Leading medics call for independent review into physician associates
The expansion of medical associate roles is causing ‘an increasing amount of disquiet’, the Academy of Medical Royal Colleges said.
Leading medics have called for an independent review into medical associates.
The Academy of Medical Royal Colleges said there should be a review into physician associates (PAs) and anaesthesia associates (AAs) to “clarify claims around their safety and usefulness in patient-facing roles”.
It comes amid an ongoing debate about the use of such roles.
Concerns have been raised about the prospect of PAs and AAs performing tasks outside their capabilities.

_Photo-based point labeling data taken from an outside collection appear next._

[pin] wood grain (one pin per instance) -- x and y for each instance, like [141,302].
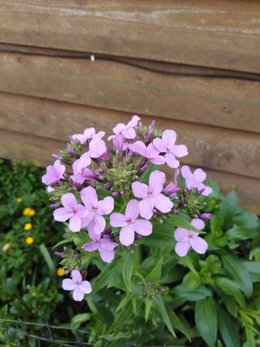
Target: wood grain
[226,103]
[221,34]
[215,148]
[38,150]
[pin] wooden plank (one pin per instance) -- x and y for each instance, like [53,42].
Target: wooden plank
[215,148]
[226,103]
[38,149]
[221,34]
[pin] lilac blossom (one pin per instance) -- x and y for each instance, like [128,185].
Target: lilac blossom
[149,152]
[151,195]
[130,223]
[94,221]
[103,245]
[187,239]
[167,146]
[127,130]
[71,210]
[79,287]
[88,134]
[54,173]
[195,179]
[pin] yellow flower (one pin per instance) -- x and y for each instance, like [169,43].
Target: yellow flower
[28,211]
[27,226]
[29,240]
[60,271]
[6,246]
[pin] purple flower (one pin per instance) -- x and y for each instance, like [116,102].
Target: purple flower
[54,173]
[88,134]
[130,224]
[151,195]
[127,130]
[167,145]
[149,152]
[104,246]
[71,210]
[195,179]
[187,239]
[79,287]
[94,221]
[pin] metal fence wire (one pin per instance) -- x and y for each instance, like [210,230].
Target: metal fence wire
[20,333]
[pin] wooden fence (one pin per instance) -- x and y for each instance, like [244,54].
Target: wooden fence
[151,58]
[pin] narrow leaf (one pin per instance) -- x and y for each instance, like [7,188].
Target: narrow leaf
[206,320]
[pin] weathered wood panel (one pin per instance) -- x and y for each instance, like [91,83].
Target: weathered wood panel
[38,149]
[214,148]
[222,34]
[225,103]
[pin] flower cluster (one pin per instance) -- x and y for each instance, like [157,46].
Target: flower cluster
[114,191]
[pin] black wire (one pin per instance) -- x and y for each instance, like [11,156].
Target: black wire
[226,75]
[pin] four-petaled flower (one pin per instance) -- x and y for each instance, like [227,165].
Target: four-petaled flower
[79,287]
[103,244]
[94,221]
[127,130]
[71,210]
[151,195]
[149,152]
[88,134]
[54,173]
[167,146]
[195,179]
[187,239]
[130,224]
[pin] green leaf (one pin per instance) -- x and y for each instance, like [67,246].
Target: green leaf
[155,274]
[148,305]
[230,288]
[79,319]
[228,329]
[192,294]
[206,320]
[46,255]
[239,273]
[127,268]
[160,307]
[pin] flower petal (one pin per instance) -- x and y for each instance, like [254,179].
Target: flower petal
[75,223]
[85,287]
[171,160]
[68,284]
[199,245]
[78,295]
[118,220]
[91,246]
[69,202]
[61,214]
[89,197]
[140,190]
[106,205]
[163,203]
[156,181]
[76,276]
[146,207]
[143,227]
[182,248]
[132,210]
[127,235]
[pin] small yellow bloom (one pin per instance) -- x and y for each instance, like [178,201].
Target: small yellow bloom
[28,211]
[60,271]
[6,246]
[29,240]
[27,226]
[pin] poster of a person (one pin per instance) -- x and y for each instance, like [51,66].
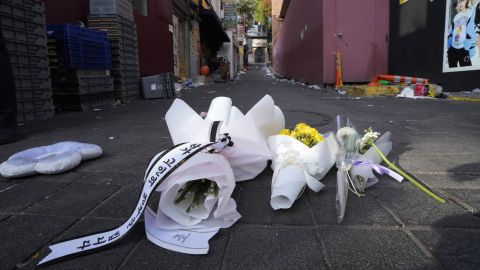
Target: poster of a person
[462,36]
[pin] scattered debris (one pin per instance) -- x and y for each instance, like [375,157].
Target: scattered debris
[408,92]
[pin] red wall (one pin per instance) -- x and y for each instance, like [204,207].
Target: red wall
[299,58]
[155,42]
[358,29]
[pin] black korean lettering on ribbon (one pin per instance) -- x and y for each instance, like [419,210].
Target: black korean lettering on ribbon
[85,244]
[103,239]
[214,130]
[99,240]
[114,236]
[169,162]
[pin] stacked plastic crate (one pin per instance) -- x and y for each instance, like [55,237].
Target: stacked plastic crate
[116,18]
[80,63]
[22,23]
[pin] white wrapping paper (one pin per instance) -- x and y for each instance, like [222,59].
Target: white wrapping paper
[174,228]
[296,165]
[383,143]
[249,155]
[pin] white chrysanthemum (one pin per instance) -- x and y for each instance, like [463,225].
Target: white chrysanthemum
[344,133]
[367,140]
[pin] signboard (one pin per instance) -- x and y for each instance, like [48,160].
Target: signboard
[461,50]
[258,43]
[230,15]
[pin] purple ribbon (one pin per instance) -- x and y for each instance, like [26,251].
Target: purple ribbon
[378,169]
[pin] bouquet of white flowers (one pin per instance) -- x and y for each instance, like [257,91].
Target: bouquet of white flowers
[300,158]
[195,201]
[358,157]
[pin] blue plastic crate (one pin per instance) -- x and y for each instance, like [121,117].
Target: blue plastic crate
[81,48]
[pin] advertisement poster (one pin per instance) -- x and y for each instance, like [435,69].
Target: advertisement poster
[462,36]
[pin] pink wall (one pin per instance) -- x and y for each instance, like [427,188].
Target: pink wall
[155,44]
[363,42]
[299,58]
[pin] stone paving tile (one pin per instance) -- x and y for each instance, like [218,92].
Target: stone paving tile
[109,258]
[372,249]
[469,196]
[116,163]
[7,185]
[254,206]
[149,256]
[265,247]
[26,193]
[454,249]
[454,162]
[74,200]
[359,211]
[449,181]
[414,207]
[22,235]
[120,206]
[66,177]
[123,179]
[2,217]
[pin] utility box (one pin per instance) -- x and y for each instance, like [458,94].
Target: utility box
[153,87]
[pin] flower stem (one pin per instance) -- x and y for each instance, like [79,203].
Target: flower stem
[409,178]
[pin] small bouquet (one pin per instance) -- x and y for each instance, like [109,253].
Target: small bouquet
[249,155]
[358,157]
[300,157]
[195,202]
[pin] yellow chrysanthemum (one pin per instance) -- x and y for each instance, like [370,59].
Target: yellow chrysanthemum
[304,133]
[285,131]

The Academy, which represents 24 medical royal colleges in the UK and Ireland, highlighted how there has been an “increasingly acrimonious and destructive debate about their expansion”.
Much of the adverse commentary is “driven by information circulating across social media”, the Academy said in a letter to Health Secretary Wes Streeting and NHS England chief executive Amanda Pritchard.
But much of the debate is “devoid of factual information”, the group added, as it called for a rapid review to examine if the roles are cost effective, their efficiency and whether they are safe for patients.
PAs are graduates – usually with a health or life sciences degree – who have undertaken two years of postgraduate training.
Their role is to “support doctors in the diagnosis and management of patients” and they can deployed across GP surgeries and hospitals.
Dr Jeanette Dickson, chairwoman of the Academy said: “The expansion of PA/AAs is causing an increasing amount of disquiet, upset and confusion across different parts of the NHS and is damaging working relationships in hospitals particularly in multi-disciplinary teams that have traditionally worked well together.
“We want an independent, evidence-based, rapid review to help us make a decision about how best to delineate their roles and where they might best fit into the system.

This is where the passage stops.